Make ML Models Work: A Real-World Take on Size and Imbalance

Overcoming NLP hurdles like large models and imbalanced data, the project used TF-IDF, class weighting, and simpler models for accuracy and efficiency.

Gowsiya Syednoor Shek

Mar. 25, 25 · Analysis

Likes (0)

Comment

Save

2.1K Views

The Initial Hurdle

In NLP classification tasks, especially those involving text descriptions, it's common to encounter two significant hurdles: large model sizes and imbalanced datasets. A large model can be difficult to deploy and manage, while class imbalance can lead to poor predictive performance, particularly for minority classes.

Imagine you are building a system to automatically categorize product descriptions into various product categories. The project began with a dataset of close to 40,000 records, where each record contained a short product title and a longer product description, along with its corresponding category. The initial Random Forest model, while achieving a decent accuracy of around 70%, ballooned to a whopping 11 GB size.

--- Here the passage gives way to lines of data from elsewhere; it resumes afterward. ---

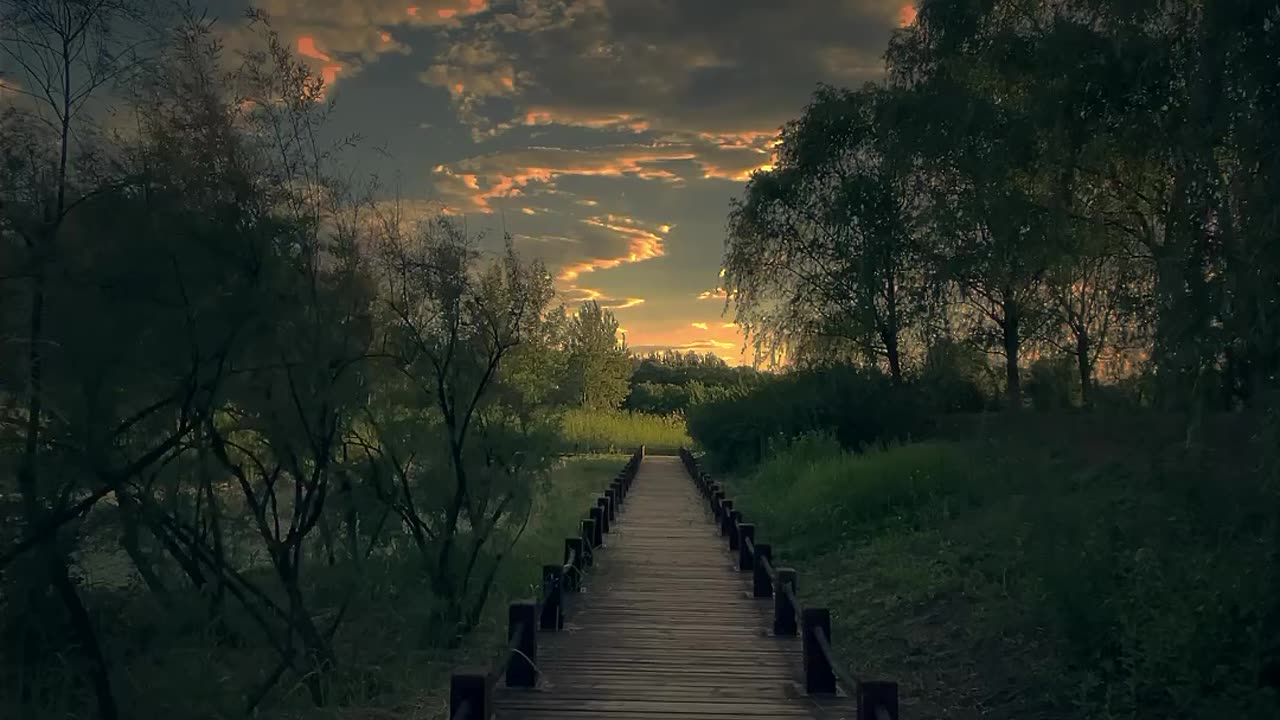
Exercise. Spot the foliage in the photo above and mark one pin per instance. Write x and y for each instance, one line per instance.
(671, 383)
(586, 431)
(1088, 178)
(821, 251)
(277, 410)
(856, 408)
(1068, 568)
(597, 360)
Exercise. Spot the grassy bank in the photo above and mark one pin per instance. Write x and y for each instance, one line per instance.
(556, 514)
(590, 431)
(1028, 575)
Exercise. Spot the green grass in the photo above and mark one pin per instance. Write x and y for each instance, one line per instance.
(1036, 578)
(589, 431)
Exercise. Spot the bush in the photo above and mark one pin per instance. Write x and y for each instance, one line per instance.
(598, 431)
(858, 409)
(1054, 383)
(956, 378)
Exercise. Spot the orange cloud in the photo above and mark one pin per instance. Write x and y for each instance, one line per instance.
(641, 245)
(617, 121)
(307, 49)
(588, 295)
(906, 14)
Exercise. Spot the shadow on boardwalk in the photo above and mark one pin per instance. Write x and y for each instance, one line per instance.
(667, 627)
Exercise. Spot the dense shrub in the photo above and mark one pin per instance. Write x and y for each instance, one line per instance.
(602, 431)
(856, 408)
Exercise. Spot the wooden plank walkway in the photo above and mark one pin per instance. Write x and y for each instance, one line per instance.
(667, 627)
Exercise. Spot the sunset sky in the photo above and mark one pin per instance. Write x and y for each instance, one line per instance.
(606, 136)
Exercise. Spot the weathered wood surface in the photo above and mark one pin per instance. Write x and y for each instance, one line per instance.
(667, 627)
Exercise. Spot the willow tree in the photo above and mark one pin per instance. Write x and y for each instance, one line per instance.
(822, 251)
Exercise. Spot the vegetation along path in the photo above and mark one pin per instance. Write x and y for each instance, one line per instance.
(667, 627)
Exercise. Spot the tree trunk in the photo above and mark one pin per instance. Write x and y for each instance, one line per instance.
(132, 546)
(82, 627)
(1084, 367)
(894, 354)
(1013, 345)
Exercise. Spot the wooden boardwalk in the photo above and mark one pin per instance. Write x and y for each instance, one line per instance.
(667, 627)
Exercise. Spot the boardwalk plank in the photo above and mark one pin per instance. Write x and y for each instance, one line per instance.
(666, 627)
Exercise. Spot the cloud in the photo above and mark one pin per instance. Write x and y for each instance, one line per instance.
(474, 182)
(906, 14)
(576, 295)
(341, 37)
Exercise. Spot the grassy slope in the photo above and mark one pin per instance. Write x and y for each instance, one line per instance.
(388, 669)
(588, 431)
(1050, 573)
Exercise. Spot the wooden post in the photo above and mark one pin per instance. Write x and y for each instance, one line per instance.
(745, 554)
(818, 675)
(762, 586)
(735, 519)
(598, 518)
(603, 504)
(726, 516)
(575, 560)
(522, 636)
(785, 613)
(471, 688)
(726, 513)
(873, 695)
(553, 610)
(590, 536)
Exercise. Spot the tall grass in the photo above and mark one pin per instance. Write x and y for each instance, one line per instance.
(1033, 580)
(589, 431)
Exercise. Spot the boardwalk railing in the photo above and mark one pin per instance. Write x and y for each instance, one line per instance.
(471, 689)
(876, 700)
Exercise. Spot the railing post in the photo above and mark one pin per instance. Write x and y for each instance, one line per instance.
(785, 613)
(735, 520)
(745, 545)
(598, 529)
(762, 586)
(574, 557)
(522, 637)
(471, 688)
(876, 695)
(726, 514)
(603, 504)
(818, 675)
(553, 611)
(589, 536)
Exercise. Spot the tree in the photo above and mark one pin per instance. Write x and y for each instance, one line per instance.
(598, 365)
(823, 246)
(451, 323)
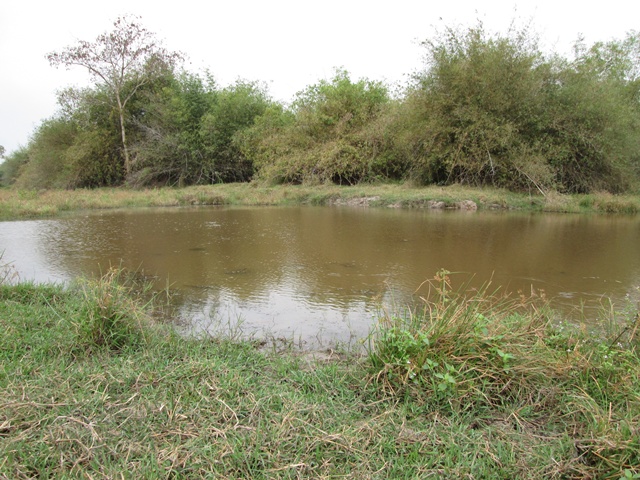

Further experimentation revealed that tuning the model parameters caused a drastic drop in accuracy (to 14%), rendering the model practically useless. This situation highlights the core challenges:

Large model size: An 11 GB model is unwieldy and resource-intensive.
Class imbalance: Uneven distribution of product categories makes it hard for the model to learn effectively.
Overfitting: Parameter tuning leads to a significant drop in accuracy, indicating that the model is overfitting the training data.

The Solutions Explored

To address these issues, the focus was on reducing the model size and improving its accuracy. Here's a rundown of the techniques tried, the challenges faced, and what ultimately worked:

1. Addressing Class Imbalance

Resampling Techniques (SMOTE and ADASYN)

Oversampling the minority classes using SMOTE (Synthetic Minority Oversampling Technique) and ADASYN (Adaptive Synthetic Sampling Approach) was explored. The goal was to artificially increase the number of samples in the less frequent categories. However, several issues were encountered:

ValueError: Expected n_neighbors <= n_samples_fit. This error occurred when the number of nearest neighbors required by SMOTE/ADASYN exceeded the number of available samples in a minority class.
Low accuracy. Even when the error was avoided, the resulting models often had lower accuracy than the baseline, suggesting that the synthetic samples were introducing noise or not effectively improving the model's ability to generalize. The oversampled data sometimes led to the model "memorizing" the synthetic examples, leading to poor performance on unseen data.

Here is a sample code with SMOTE:

    Python
   
 

   from imblearn.over_sampling import SMOTE
from sklearn.model_selection import train_test_split

# Assuming X is your features and y is your labels
X_train, X_test, y_train, y_test = train_test_split(X, y, test_size=0.2, random_state=42, stratify=y) # Split data
smote = SMOTE(random_state=42)  # Adjust k_neighbors
X_train_resampled, y_train_resampled = smote.fit_resample(X_train, y_train) 
print(f"Shape of X_train before SMOTE: {X_train.shape}")
print(f"Shape of X_train after SMOTE: {X_train_resampled.shape}")
  

Here are some key considerations for the SMOTE method:

Apply resampling only to the training data (not the testing set) to prevent data leakage.
Carefully tune the k_neighbors parameter in SMOTE/ADASYN. A value that is too high can lead to errors, while a value that is too low might not generate effective synthetic samples.
Use stratified sampling during train/test split to maintain class proportions. This ensures that the class distribution in the training and testing sets is representative of the overall dataset.

Cost-Sensitive Learning

Higher misclassification costs were assigned to minority classes by using the class_weight='balanced' or class_weight='balanced_subsample' parameter in the Random Forest model. This tells the model to penalize misclassifying minority class examples more heavily.

    Python
   
 

   pythonfrom sklearn.ensemble import RandomForestClassifier

rf_model = RandomForestClassifier(
    n_estimators=100,  # Or your chosen number of trees
    class_weight='balanced_subsample',  # Or 'balanced'
    random_state=42,
    n_jobs=-1  # Use all available cores
)
  

Threshold Adjustment

Adjusting the classification threshold to favor the minority class was considered. This involves analyzing the predicted probabilities and choosing a threshold that works well for your specific problem. However, this requires careful evaluation on a validation set to avoid overfitting.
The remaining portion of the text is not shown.